Per decenni si è ritenuto che l’intero archivio del censimento di Milano, all’indomani dell’entrata in vigore delle leggi antiebraiche, fosse andato perduto. Rinvenute invece sorprendentemente nei depositi del Comune nel 2007 e trasferite alla Cittadella degli Archivi nel 2013, le carte del censimento negli ultimi tre anni sono state oggetto di un accurato lavoro di ricerca condotto dal Dipartimento di Studi Storici dell’Università Statale con la consulenza della Fondazione CDEC. A Milano, alla vigilia del censimento, si stimavano residenti, a seconda delle fonti, tra i 6200 (Unione delle Comunità Israelitiche Italiane), e gli oltre 10.000 ebrei (Ministero dell’Interno). Se il cuore dell’esposizione è il recupero degli archivi e dei documenti degli ebrei milanesi censiti all’indomani dell’entrata in vigore delle leggi razziali (il censimento prese il via il 22 agosto 1938), non meno significativo è l’allestimento con cui vengono raccontate le storie – spesso solo frammenti di vite – di quanti, cittadini con pieni diritti fino al giorno prima, divennero “indesiderati”, quindi espulsi e infine perseguitati dal regime fascista. Ne sono un esempio i 15 dipendenti comunali ebrei “dispensati” dal lavoro all’indomani dell’emanazione delle leggi razziali. Una storia raccontata qualche mese fa come prima documentazione sul lavoro di ricerca compiuto. Progettato da Guido Morpurgo e Annalisa de Curtis dello Studio Morpurgo de Curtis ArchitettiAssociati, l’allestimento rappresenta le persone, con le informazioni minuziosamente raccolte dalla burocrazia del tempo e tradotte, con una originale narrazione visuale curata da Giorgia Lupi, già ideatrice del progetto “Dear data” diventato parte della collezione permanente del Museum of Modern Art, e dallo studio Accurat di Milano, “factory” specializzata nel desing, l’innovazione e la data visualization. Inoltre, la geografia stessa della Milano del 1938 è stata resa ripercorribile strada per strada grazie alle tecnologie digitali e all’esperienza dell’Unità SIT Centrale e Toponomastica del Comune di Milano. La mostra sarà inaugurata martedì 23 ottobre alle ore 18.30. Fino al 18 novembre è aperta martedì – domenica, orario 10.00-20.30.

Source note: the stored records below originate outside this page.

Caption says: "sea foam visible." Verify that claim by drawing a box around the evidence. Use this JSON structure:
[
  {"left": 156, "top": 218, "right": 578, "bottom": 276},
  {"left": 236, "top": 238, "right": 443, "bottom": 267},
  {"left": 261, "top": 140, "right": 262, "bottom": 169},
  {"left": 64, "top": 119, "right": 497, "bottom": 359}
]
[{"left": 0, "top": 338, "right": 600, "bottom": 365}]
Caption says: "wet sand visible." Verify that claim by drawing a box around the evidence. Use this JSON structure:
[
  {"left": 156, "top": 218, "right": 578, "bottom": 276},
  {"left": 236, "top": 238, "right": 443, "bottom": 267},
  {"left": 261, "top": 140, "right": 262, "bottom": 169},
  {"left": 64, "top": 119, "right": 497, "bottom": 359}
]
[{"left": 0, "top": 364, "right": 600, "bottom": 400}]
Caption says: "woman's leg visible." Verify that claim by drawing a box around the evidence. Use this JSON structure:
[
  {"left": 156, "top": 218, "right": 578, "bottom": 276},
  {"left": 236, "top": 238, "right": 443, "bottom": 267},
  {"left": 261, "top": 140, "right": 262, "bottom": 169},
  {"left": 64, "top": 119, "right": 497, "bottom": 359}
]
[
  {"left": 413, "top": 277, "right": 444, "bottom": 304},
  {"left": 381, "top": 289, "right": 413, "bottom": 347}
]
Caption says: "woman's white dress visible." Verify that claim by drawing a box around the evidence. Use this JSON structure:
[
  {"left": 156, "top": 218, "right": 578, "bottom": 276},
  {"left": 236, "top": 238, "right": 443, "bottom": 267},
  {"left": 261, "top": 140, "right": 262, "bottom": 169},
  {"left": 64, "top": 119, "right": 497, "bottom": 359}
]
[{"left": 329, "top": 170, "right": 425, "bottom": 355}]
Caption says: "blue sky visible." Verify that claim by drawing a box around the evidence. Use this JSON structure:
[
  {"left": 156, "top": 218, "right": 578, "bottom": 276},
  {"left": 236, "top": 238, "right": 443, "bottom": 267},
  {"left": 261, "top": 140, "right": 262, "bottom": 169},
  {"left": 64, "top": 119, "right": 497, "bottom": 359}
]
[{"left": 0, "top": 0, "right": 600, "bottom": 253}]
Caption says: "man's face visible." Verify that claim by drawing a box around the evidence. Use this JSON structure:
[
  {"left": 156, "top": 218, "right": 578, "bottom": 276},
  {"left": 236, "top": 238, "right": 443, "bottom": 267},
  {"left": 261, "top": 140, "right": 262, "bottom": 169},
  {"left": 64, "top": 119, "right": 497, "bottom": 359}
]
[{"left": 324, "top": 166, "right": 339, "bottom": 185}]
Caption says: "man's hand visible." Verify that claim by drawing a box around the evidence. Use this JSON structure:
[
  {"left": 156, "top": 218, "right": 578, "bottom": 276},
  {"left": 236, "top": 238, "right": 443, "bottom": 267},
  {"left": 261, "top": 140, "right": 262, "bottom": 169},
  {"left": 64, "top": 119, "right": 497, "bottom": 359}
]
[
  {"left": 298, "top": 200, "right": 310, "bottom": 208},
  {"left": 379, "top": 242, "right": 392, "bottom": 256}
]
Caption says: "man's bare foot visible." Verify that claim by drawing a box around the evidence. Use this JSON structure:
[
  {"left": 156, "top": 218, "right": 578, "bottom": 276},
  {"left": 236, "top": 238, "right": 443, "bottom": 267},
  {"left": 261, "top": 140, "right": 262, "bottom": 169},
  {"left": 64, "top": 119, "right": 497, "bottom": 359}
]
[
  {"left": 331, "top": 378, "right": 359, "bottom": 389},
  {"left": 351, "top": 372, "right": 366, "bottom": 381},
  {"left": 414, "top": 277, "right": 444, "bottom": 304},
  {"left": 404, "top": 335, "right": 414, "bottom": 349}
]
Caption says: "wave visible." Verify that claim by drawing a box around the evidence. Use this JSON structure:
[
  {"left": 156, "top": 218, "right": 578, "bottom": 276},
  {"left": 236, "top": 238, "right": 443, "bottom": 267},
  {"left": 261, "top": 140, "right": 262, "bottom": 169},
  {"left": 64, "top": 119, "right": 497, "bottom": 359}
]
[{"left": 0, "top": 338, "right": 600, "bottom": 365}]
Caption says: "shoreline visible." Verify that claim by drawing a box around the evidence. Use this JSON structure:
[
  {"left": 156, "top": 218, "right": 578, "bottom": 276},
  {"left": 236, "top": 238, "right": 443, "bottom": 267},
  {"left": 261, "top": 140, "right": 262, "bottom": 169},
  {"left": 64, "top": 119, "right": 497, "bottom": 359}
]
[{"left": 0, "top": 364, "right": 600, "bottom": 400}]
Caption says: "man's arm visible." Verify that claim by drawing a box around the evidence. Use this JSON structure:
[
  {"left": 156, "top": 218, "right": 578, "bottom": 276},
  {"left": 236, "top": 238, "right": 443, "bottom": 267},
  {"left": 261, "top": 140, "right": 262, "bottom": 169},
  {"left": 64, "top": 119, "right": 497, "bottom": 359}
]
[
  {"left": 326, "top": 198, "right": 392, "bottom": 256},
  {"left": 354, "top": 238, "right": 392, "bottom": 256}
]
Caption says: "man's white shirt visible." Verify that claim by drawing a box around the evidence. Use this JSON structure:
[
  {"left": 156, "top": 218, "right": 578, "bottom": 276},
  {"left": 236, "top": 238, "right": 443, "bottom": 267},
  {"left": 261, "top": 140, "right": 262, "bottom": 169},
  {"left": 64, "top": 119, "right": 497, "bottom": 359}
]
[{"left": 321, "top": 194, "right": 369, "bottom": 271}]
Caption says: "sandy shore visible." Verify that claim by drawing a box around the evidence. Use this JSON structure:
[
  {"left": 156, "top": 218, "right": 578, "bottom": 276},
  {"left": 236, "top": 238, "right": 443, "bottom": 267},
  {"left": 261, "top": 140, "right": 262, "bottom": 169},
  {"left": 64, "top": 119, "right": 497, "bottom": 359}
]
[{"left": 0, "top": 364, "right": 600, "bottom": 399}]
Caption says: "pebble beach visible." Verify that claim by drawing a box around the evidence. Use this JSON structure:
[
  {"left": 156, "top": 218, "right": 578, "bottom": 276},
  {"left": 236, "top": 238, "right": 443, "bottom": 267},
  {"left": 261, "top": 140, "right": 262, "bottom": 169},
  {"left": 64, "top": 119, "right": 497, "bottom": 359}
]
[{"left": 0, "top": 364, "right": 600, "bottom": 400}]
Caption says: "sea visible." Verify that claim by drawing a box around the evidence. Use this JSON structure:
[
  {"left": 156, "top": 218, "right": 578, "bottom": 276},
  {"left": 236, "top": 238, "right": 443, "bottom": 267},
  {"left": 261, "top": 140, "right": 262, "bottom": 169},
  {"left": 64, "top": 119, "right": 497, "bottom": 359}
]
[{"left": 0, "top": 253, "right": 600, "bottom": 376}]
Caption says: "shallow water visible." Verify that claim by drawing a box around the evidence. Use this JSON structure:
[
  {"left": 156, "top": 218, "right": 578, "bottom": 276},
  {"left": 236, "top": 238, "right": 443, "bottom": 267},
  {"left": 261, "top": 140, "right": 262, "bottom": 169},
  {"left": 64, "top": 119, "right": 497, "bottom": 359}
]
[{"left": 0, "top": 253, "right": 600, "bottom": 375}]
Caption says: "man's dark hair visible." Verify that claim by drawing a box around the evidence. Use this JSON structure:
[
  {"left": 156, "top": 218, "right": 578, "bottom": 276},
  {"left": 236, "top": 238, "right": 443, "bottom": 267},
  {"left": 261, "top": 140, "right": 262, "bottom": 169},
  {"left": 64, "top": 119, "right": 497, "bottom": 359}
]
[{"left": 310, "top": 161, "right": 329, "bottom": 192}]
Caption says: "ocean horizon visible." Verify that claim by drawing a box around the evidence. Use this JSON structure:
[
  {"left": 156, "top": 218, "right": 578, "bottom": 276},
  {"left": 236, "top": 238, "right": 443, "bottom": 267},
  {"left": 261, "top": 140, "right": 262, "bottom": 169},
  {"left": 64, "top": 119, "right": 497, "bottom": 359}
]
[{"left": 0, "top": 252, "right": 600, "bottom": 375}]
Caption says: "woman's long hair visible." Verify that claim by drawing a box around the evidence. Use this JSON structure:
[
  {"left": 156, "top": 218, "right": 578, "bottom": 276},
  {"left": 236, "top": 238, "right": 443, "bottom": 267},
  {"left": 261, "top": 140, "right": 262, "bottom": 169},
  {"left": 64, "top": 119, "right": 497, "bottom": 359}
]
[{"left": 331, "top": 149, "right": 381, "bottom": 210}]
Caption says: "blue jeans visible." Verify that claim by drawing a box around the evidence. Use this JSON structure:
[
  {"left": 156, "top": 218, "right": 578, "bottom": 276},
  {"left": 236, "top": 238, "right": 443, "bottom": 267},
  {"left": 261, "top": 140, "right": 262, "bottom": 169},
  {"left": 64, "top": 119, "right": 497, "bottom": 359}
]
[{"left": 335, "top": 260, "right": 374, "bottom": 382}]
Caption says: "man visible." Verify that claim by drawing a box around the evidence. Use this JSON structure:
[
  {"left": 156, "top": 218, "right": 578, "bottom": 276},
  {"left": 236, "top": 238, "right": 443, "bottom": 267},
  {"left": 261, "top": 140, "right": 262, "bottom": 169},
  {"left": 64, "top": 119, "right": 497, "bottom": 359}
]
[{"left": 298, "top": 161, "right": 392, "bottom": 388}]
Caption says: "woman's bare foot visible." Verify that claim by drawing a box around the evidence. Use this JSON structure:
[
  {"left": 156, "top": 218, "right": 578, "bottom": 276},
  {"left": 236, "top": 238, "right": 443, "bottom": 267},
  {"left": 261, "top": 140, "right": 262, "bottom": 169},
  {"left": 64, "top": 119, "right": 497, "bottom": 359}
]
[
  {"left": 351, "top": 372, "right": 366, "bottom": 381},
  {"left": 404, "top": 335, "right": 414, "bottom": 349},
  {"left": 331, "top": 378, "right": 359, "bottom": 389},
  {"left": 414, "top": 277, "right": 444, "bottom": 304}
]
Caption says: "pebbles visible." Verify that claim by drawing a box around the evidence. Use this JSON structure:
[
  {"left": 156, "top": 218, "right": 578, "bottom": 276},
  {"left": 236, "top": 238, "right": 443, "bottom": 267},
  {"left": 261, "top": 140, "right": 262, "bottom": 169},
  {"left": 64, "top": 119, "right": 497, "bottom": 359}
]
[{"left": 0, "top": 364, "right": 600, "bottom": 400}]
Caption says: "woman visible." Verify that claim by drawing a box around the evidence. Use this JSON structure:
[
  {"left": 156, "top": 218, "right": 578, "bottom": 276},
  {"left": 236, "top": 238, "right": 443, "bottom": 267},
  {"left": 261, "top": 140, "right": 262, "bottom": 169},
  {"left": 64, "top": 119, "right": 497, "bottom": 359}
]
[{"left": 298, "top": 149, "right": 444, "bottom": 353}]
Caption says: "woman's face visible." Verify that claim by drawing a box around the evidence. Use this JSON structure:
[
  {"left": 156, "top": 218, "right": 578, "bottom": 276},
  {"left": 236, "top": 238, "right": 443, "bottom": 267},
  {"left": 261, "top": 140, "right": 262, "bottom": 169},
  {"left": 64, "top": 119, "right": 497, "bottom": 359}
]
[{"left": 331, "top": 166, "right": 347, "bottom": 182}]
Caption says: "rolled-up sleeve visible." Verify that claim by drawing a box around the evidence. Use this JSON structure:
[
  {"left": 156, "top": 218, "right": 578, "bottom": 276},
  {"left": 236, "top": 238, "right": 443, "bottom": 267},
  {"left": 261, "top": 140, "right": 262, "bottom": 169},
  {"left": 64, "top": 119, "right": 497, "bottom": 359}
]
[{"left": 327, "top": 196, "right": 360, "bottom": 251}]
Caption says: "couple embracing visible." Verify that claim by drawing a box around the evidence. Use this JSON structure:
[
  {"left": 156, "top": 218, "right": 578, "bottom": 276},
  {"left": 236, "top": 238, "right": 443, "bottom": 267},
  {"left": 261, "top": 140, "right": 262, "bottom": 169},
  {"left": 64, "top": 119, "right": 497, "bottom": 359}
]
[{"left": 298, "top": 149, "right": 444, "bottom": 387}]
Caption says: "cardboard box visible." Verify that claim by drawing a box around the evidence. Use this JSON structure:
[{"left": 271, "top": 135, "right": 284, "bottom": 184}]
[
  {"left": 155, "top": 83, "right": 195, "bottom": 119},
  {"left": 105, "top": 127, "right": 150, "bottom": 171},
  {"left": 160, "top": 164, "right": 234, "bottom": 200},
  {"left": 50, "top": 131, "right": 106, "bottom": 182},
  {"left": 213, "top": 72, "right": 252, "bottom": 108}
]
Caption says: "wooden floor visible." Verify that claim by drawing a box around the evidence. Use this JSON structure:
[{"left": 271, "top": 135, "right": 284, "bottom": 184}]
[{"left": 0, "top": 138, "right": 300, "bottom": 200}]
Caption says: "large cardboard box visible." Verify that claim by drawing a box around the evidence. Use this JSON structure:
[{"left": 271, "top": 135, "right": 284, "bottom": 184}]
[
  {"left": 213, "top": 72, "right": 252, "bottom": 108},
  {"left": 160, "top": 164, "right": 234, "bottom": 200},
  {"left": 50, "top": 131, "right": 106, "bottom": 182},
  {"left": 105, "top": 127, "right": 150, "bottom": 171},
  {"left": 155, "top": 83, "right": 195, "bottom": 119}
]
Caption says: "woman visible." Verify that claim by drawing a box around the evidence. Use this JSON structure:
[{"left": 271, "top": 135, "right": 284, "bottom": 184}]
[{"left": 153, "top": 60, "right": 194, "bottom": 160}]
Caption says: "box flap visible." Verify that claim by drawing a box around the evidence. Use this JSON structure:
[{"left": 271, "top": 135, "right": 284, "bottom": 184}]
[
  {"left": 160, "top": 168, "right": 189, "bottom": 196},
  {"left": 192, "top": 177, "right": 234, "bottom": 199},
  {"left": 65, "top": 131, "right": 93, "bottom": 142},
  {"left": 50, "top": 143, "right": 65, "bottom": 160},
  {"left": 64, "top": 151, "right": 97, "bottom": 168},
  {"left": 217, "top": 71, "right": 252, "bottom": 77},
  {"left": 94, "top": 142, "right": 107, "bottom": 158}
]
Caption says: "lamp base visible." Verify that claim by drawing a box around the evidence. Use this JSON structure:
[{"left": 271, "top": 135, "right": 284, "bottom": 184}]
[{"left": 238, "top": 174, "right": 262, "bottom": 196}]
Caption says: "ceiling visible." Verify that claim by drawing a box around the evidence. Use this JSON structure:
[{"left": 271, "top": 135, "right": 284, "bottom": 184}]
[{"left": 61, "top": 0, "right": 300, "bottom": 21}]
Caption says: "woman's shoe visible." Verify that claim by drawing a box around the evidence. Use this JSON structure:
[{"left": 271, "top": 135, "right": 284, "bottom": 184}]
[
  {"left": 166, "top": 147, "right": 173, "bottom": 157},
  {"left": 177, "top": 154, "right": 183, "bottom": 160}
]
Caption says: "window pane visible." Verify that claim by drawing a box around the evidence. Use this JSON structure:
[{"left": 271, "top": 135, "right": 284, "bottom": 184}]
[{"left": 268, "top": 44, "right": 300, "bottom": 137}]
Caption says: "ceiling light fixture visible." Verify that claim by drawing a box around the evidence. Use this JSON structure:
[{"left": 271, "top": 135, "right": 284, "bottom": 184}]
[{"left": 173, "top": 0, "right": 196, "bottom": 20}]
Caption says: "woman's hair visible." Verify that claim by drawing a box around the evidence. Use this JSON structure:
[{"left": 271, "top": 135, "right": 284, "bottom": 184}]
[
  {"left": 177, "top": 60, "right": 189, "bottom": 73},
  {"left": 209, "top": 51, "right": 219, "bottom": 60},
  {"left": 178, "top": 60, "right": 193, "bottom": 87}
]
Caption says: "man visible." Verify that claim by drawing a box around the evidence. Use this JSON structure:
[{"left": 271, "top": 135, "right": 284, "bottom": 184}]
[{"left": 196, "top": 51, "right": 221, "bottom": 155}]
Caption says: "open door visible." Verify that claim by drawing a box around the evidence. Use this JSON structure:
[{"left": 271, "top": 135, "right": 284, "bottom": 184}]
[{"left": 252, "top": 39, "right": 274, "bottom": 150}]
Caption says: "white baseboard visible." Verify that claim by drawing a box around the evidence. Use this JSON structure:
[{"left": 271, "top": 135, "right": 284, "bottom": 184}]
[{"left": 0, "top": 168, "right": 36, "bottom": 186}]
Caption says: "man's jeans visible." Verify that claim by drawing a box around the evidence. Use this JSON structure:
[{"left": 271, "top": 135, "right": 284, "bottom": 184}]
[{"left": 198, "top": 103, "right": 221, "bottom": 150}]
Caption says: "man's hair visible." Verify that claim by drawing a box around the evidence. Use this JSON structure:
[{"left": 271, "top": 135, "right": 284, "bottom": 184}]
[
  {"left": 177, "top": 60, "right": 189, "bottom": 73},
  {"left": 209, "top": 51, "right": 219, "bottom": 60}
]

IL CENSIMENTO DEGLI EBREI/SCHEDA. Al censimento del 1938 risultavano presenti in Italia – secondo le fonti ufficiali – più di 47.000 ebrei italiani, poco più dello 0,1% della popolazione cha raggiungeva i 45 milioni, oltre a 10.000 ebrei di nazionalità straniera. Le leggi razziali introdotte a partire dal 1938 costrinsero molti ebrei a lasciare l’Italia volontariamente (almeno seimila emigrarono), mentre altri sono stati deportati in campi di concentramento in Italia e all’estero (oltre 6.000). In poche settimane persero il lavoro circa 200 insegnanti, 400 dipendenti pubblici, 500 dipendenti privati, 150 militari e 2.500 professionisti, inoltre 200 studenti universitari, 1000 delle scuole secondarie e 4.400 delle elementari furono costretti a lasciare lo studio. Alla caduta del fascismo gli ebrei rimasti in Italia erano 37.000 e 7.000 gli ebrei stranieri.